One thing that DMDs definitely do is help to prevent MS fully developing: DMDs are now prescribed to people with CIS in several countries because they significantly reduce the number of people who go on to develop MS. Rebif has just been approved in Europe for CIS. Whether or not NICE approves it we'll have to wait and see, but I doubt they will - they don't even like prescribing it for people with definite MS.

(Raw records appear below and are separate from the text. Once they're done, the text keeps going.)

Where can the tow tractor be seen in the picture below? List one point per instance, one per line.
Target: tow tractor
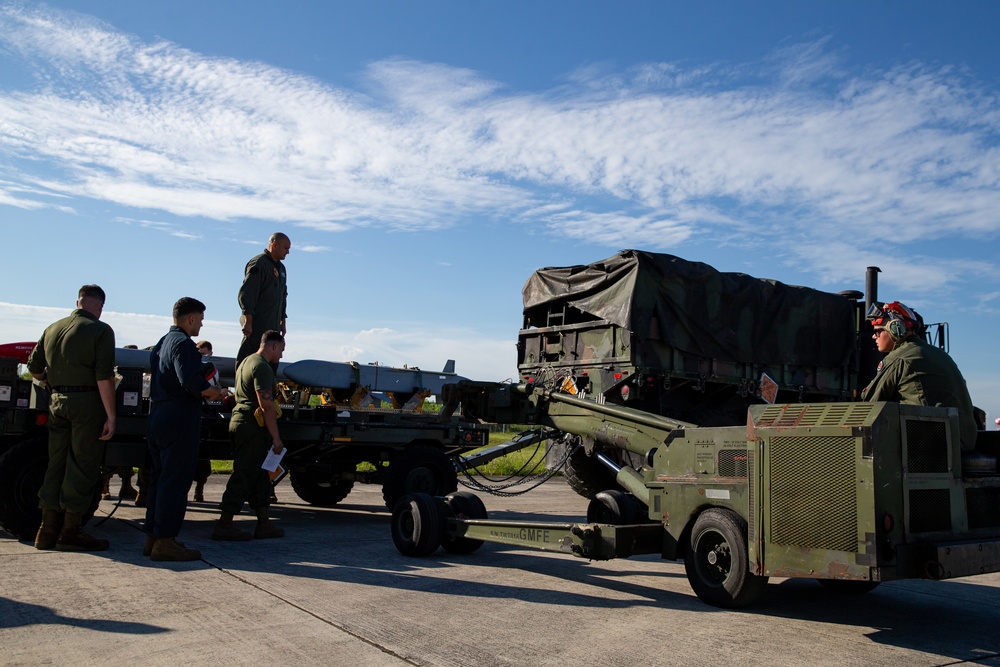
(848, 494)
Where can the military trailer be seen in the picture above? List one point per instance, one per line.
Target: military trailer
(713, 418)
(848, 494)
(329, 447)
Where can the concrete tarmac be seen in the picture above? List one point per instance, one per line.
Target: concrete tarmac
(334, 591)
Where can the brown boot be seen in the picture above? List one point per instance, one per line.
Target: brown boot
(265, 528)
(48, 532)
(225, 531)
(167, 548)
(73, 539)
(128, 491)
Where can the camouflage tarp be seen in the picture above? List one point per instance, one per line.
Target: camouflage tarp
(698, 310)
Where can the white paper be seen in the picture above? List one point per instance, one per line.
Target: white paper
(272, 460)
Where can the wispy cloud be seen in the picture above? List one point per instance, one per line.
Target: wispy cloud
(804, 151)
(482, 358)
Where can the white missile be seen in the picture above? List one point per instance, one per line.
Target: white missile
(344, 375)
(325, 374)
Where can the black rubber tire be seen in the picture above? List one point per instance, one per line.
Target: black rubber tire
(22, 469)
(616, 508)
(588, 476)
(463, 505)
(418, 469)
(318, 492)
(848, 586)
(417, 525)
(716, 561)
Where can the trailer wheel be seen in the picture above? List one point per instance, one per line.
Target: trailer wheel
(848, 586)
(418, 469)
(417, 525)
(22, 469)
(463, 505)
(615, 507)
(319, 492)
(716, 561)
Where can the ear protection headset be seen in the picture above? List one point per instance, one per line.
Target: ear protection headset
(896, 328)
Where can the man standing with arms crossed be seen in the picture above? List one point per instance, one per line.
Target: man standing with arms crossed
(263, 295)
(254, 391)
(76, 357)
(173, 431)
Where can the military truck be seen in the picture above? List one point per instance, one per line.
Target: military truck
(804, 482)
(848, 494)
(329, 447)
(678, 338)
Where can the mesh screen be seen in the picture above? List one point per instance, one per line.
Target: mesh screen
(984, 508)
(926, 446)
(930, 510)
(732, 463)
(813, 498)
(830, 414)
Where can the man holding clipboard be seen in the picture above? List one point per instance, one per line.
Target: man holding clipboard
(253, 430)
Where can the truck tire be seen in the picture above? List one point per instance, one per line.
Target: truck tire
(318, 492)
(716, 561)
(588, 477)
(22, 469)
(616, 508)
(417, 525)
(418, 469)
(463, 505)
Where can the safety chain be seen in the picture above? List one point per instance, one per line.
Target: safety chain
(496, 487)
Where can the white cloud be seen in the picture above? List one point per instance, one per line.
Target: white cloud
(804, 151)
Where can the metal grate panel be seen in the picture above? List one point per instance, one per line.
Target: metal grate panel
(752, 484)
(926, 446)
(930, 510)
(825, 414)
(732, 463)
(813, 499)
(983, 506)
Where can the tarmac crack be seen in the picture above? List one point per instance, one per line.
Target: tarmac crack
(321, 619)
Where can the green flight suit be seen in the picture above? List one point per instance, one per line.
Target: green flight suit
(75, 353)
(921, 374)
(263, 294)
(249, 482)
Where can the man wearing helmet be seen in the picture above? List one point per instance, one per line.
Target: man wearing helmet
(915, 372)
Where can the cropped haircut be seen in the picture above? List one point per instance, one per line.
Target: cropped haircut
(188, 306)
(271, 336)
(93, 292)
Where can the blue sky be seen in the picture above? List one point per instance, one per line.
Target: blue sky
(426, 157)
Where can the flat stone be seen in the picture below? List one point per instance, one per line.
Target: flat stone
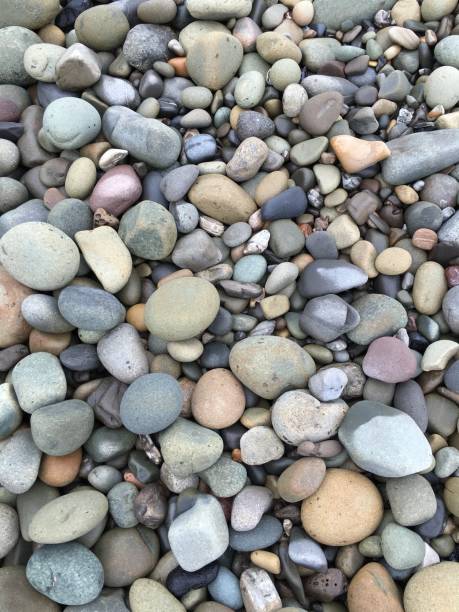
(371, 433)
(199, 535)
(268, 365)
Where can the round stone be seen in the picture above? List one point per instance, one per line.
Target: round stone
(218, 399)
(68, 574)
(182, 308)
(352, 497)
(65, 134)
(151, 403)
(268, 365)
(39, 255)
(148, 230)
(433, 587)
(68, 517)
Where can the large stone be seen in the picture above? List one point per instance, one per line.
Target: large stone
(269, 365)
(146, 139)
(384, 440)
(418, 155)
(199, 535)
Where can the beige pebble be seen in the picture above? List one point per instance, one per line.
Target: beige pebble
(393, 261)
(81, 178)
(429, 287)
(345, 231)
(107, 256)
(363, 254)
(266, 560)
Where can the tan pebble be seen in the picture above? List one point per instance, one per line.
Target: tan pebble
(356, 154)
(13, 327)
(185, 351)
(424, 239)
(344, 231)
(135, 316)
(81, 178)
(52, 35)
(393, 261)
(363, 254)
(271, 185)
(275, 306)
(303, 12)
(429, 287)
(255, 416)
(49, 343)
(373, 588)
(165, 364)
(218, 400)
(434, 588)
(266, 560)
(301, 479)
(187, 387)
(60, 471)
(348, 495)
(406, 194)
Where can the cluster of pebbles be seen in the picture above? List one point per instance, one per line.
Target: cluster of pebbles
(229, 301)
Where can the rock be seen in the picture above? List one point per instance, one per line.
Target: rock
(218, 399)
(325, 276)
(127, 554)
(189, 448)
(122, 353)
(39, 255)
(431, 587)
(60, 428)
(221, 198)
(68, 517)
(38, 380)
(380, 315)
(148, 230)
(143, 591)
(390, 360)
(146, 139)
(151, 403)
(340, 494)
(214, 59)
(17, 594)
(370, 433)
(268, 365)
(199, 535)
(90, 308)
(401, 547)
(418, 155)
(89, 31)
(19, 462)
(107, 256)
(15, 328)
(372, 587)
(181, 309)
(116, 190)
(14, 41)
(81, 575)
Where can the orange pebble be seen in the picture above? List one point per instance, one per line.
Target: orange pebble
(49, 343)
(60, 471)
(179, 65)
(135, 316)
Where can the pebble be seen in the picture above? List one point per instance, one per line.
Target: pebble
(388, 454)
(339, 494)
(268, 365)
(151, 403)
(80, 571)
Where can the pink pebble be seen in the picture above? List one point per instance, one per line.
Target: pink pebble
(117, 190)
(389, 360)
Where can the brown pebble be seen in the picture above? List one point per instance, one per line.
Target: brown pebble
(60, 471)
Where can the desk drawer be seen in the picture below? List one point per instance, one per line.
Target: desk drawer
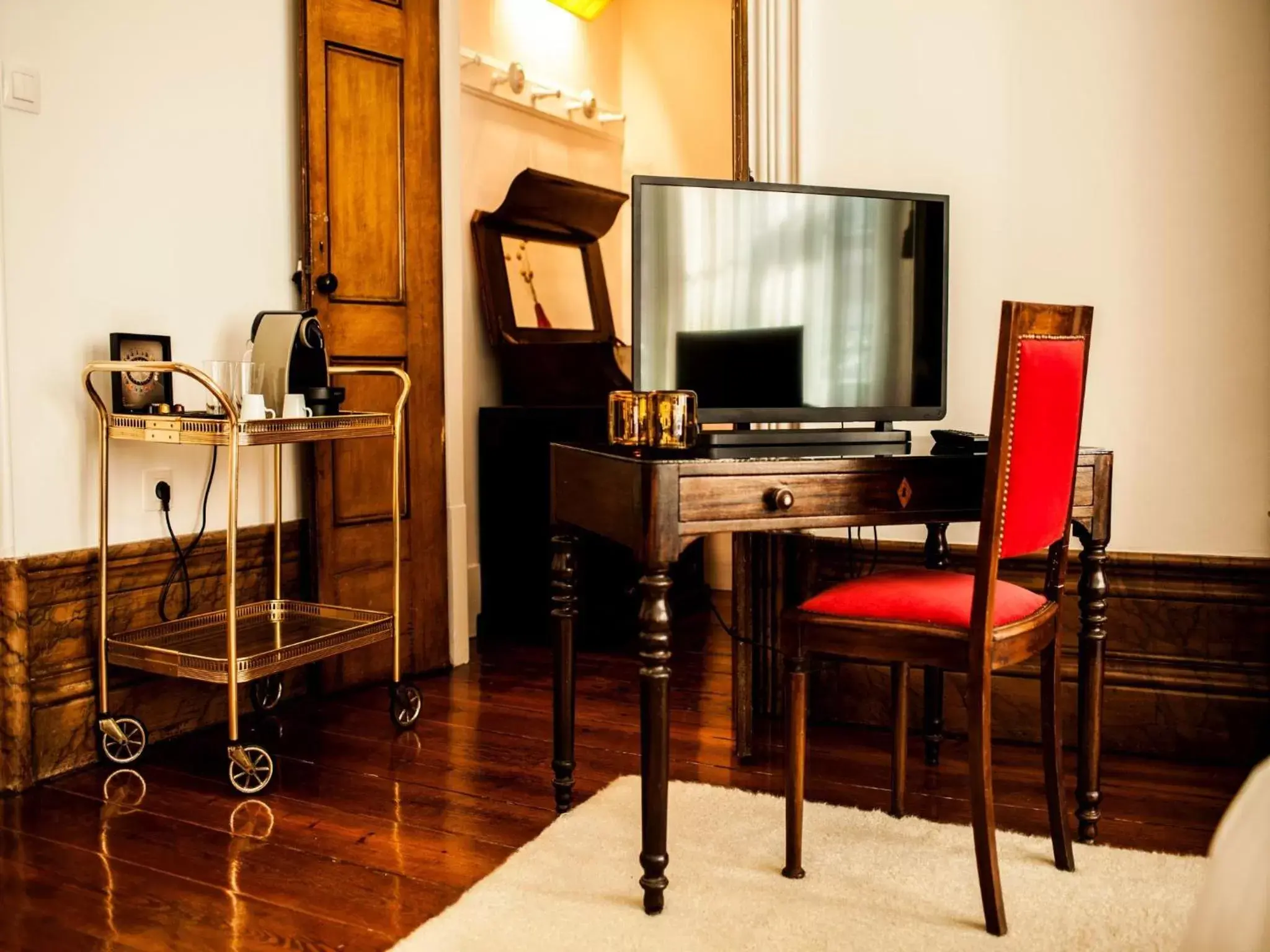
(826, 494)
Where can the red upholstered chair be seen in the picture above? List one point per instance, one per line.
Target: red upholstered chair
(972, 624)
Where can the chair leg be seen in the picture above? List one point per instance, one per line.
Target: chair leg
(900, 735)
(1052, 736)
(982, 813)
(796, 764)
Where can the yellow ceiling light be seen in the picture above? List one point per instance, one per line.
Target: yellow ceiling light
(587, 9)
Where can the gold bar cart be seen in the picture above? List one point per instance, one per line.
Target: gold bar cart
(249, 643)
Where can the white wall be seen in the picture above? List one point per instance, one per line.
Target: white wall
(1112, 154)
(154, 192)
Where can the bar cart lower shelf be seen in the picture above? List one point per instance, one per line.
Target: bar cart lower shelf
(252, 643)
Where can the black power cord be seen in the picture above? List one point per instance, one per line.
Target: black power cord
(182, 565)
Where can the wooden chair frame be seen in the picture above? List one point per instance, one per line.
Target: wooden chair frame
(977, 653)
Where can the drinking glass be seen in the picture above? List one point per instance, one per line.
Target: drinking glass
(251, 380)
(225, 375)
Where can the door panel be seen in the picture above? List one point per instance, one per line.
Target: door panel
(373, 180)
(363, 175)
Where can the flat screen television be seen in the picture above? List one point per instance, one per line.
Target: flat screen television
(781, 304)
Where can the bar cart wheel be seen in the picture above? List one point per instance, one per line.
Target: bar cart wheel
(251, 769)
(267, 692)
(122, 739)
(406, 705)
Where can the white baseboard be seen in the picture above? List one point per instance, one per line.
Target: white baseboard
(473, 597)
(460, 611)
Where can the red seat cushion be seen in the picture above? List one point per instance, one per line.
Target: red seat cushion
(921, 597)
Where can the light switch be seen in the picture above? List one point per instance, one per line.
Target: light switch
(22, 89)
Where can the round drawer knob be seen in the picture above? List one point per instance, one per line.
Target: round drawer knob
(780, 499)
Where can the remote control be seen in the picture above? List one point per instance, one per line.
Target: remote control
(959, 439)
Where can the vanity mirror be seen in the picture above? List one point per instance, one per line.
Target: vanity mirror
(544, 296)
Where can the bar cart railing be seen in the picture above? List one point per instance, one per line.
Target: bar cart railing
(252, 643)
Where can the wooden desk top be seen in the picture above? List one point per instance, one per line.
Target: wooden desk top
(655, 506)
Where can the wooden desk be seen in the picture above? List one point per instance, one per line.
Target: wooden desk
(657, 507)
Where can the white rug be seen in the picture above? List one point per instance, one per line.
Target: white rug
(873, 883)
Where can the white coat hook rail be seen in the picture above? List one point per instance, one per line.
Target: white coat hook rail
(508, 83)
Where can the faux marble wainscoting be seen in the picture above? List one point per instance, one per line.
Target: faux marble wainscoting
(48, 643)
(1188, 662)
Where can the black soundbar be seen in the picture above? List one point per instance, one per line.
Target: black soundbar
(803, 438)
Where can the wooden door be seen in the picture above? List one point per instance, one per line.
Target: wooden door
(373, 190)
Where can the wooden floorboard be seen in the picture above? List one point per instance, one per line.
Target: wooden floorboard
(367, 832)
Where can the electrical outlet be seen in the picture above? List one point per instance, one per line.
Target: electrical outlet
(149, 480)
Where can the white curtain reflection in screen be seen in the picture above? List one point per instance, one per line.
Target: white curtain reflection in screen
(734, 259)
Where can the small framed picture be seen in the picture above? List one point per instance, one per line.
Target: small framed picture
(134, 392)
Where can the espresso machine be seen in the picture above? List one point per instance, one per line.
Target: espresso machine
(291, 348)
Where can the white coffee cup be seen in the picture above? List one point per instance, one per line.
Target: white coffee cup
(253, 408)
(294, 405)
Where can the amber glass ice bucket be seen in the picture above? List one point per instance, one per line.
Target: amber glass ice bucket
(653, 419)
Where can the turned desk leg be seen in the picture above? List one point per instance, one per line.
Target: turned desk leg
(564, 614)
(1093, 591)
(938, 557)
(654, 708)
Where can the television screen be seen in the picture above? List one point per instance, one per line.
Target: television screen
(788, 302)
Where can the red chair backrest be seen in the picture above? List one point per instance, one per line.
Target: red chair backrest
(1043, 431)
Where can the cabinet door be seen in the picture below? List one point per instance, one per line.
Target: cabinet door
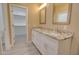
(51, 46)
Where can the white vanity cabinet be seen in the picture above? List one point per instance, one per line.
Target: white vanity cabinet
(1, 48)
(48, 45)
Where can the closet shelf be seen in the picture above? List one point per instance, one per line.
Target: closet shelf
(19, 24)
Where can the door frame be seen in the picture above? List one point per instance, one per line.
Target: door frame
(11, 22)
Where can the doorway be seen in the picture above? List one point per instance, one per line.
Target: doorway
(19, 25)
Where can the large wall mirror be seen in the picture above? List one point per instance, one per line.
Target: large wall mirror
(62, 12)
(43, 16)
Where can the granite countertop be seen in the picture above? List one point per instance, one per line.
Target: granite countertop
(54, 34)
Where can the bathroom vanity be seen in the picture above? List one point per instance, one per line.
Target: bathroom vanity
(52, 42)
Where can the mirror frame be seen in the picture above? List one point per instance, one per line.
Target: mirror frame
(40, 18)
(68, 17)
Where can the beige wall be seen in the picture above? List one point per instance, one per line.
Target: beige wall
(74, 25)
(32, 16)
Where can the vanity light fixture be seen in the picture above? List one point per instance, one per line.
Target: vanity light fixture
(42, 6)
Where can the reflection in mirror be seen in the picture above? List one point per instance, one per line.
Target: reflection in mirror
(62, 13)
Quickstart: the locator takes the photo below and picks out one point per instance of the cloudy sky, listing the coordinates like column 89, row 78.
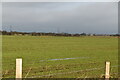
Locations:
column 70, row 17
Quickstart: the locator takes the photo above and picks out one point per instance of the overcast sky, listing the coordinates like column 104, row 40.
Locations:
column 70, row 17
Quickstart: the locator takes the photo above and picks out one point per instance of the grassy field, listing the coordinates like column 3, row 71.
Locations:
column 60, row 57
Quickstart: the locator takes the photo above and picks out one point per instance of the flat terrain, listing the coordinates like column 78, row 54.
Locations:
column 60, row 57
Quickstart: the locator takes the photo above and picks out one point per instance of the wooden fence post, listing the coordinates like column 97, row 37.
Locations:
column 18, row 68
column 107, row 71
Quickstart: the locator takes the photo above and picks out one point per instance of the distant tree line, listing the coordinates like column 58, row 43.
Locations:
column 51, row 34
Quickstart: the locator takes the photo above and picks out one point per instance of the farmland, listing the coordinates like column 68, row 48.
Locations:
column 60, row 57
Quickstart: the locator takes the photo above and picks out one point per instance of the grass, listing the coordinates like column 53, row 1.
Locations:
column 36, row 52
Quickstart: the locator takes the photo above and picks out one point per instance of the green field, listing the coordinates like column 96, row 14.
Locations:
column 60, row 57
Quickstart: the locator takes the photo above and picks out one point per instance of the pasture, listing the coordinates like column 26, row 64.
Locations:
column 60, row 57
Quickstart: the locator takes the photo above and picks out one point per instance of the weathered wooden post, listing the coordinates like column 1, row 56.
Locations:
column 18, row 69
column 107, row 71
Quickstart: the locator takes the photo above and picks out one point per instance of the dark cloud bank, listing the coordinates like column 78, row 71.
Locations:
column 70, row 17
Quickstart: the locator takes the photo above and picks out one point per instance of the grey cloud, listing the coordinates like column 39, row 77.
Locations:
column 67, row 17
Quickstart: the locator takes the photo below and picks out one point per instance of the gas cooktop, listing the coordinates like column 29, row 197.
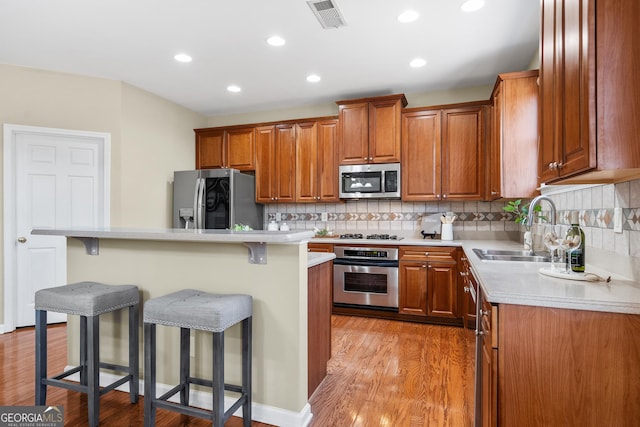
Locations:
column 370, row 236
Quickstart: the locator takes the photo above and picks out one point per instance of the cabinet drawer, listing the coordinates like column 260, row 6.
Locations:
column 428, row 253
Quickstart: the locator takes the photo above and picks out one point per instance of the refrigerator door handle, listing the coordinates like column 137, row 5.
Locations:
column 198, row 201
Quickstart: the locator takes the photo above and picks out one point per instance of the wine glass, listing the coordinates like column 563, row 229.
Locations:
column 552, row 241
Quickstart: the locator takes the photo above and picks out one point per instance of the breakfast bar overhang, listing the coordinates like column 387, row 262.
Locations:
column 166, row 260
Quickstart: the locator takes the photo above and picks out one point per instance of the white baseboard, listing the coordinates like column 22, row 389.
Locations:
column 202, row 399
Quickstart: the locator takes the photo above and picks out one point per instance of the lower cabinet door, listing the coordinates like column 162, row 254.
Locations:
column 442, row 299
column 413, row 288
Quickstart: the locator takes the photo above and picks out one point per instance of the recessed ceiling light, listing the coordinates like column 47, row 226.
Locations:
column 182, row 57
column 276, row 41
column 408, row 16
column 418, row 62
column 472, row 5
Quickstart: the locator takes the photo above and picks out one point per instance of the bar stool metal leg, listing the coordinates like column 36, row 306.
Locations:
column 83, row 350
column 41, row 356
column 218, row 379
column 149, row 374
column 134, row 354
column 93, row 370
column 247, row 338
column 185, row 365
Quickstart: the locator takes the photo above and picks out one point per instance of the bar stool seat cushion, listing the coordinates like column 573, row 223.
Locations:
column 194, row 309
column 86, row 298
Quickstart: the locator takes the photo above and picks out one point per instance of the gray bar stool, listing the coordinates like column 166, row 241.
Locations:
column 88, row 300
column 191, row 309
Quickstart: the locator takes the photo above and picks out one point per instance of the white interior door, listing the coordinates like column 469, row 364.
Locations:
column 59, row 183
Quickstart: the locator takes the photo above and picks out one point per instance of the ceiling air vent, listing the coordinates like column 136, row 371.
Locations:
column 327, row 13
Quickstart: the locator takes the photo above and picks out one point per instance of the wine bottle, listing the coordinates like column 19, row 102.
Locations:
column 578, row 254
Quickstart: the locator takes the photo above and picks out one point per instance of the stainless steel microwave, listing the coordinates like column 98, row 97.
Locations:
column 375, row 181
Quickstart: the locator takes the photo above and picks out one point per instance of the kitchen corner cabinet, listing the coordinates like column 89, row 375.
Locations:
column 443, row 153
column 589, row 91
column 487, row 365
column 369, row 129
column 275, row 163
column 513, row 141
column 469, row 286
column 319, row 322
column 428, row 281
column 316, row 161
column 562, row 368
column 225, row 148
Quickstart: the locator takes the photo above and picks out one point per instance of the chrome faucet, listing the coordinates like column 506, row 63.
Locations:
column 535, row 202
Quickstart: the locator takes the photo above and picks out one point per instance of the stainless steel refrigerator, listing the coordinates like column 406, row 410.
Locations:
column 215, row 199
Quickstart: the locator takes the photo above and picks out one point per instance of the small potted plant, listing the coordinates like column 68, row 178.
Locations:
column 521, row 213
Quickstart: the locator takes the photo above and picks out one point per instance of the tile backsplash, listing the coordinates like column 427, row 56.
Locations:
column 595, row 205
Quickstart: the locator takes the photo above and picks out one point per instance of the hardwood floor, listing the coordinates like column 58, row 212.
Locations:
column 391, row 373
column 382, row 373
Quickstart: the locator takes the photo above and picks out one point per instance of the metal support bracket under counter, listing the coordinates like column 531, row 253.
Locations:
column 255, row 240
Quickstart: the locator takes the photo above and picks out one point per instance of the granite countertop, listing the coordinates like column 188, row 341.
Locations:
column 181, row 235
column 517, row 282
column 317, row 258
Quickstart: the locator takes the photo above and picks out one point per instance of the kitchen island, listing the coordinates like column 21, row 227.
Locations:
column 270, row 266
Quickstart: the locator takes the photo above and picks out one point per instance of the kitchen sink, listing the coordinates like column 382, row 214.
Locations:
column 515, row 255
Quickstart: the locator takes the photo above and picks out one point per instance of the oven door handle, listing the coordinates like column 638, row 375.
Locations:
column 365, row 263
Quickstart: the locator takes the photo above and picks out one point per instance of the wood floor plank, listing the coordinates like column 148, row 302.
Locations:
column 382, row 373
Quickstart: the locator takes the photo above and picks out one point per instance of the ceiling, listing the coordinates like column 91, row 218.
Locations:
column 135, row 41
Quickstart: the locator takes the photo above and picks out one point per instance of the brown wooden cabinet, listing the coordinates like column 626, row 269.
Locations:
column 428, row 281
column 275, row 163
column 469, row 287
column 232, row 147
column 369, row 129
column 589, row 91
column 316, row 161
column 513, row 142
column 487, row 351
column 443, row 154
column 561, row 367
column 319, row 324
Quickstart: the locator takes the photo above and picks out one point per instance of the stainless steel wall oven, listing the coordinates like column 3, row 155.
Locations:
column 366, row 276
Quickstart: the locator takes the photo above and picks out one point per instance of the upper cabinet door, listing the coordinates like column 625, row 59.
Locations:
column 421, row 166
column 265, row 164
column 567, row 89
column 370, row 129
column 463, row 147
column 384, row 130
column 328, row 160
column 354, row 133
column 240, row 149
column 306, row 162
column 210, row 149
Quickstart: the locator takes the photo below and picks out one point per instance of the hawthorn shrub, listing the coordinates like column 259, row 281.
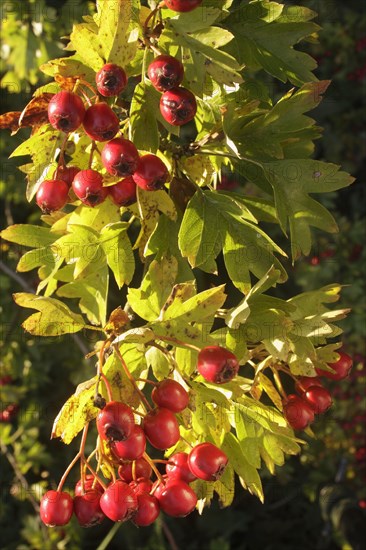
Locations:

RRMS vs SPMS vs PPMS and quality of life? If I had to pick a "type" to have, I'd go for RRMS, but I know people with RRMS who are very badly disabled and people with PPMS who are not, despite having MS for similar lengths of time. People with SPMS who have no pain or fatigue, but can't walk. People with RRMS who are bedridden, but others who run marathons. There are just no rules with MS.
If I was PPMS, I would be taking LDN. Have you looked into it? See the ldnresearchtrust website. There is no DMD for PPMS at the moment and there are several PPMSers on here who swear by LDN. There are also those who don't, but nothing ventured, nothing gained.... You could also look into getting onto a clinical trial. There are more and more being run for PPMSers. See the Multiple Sclerosis Research Blogspot.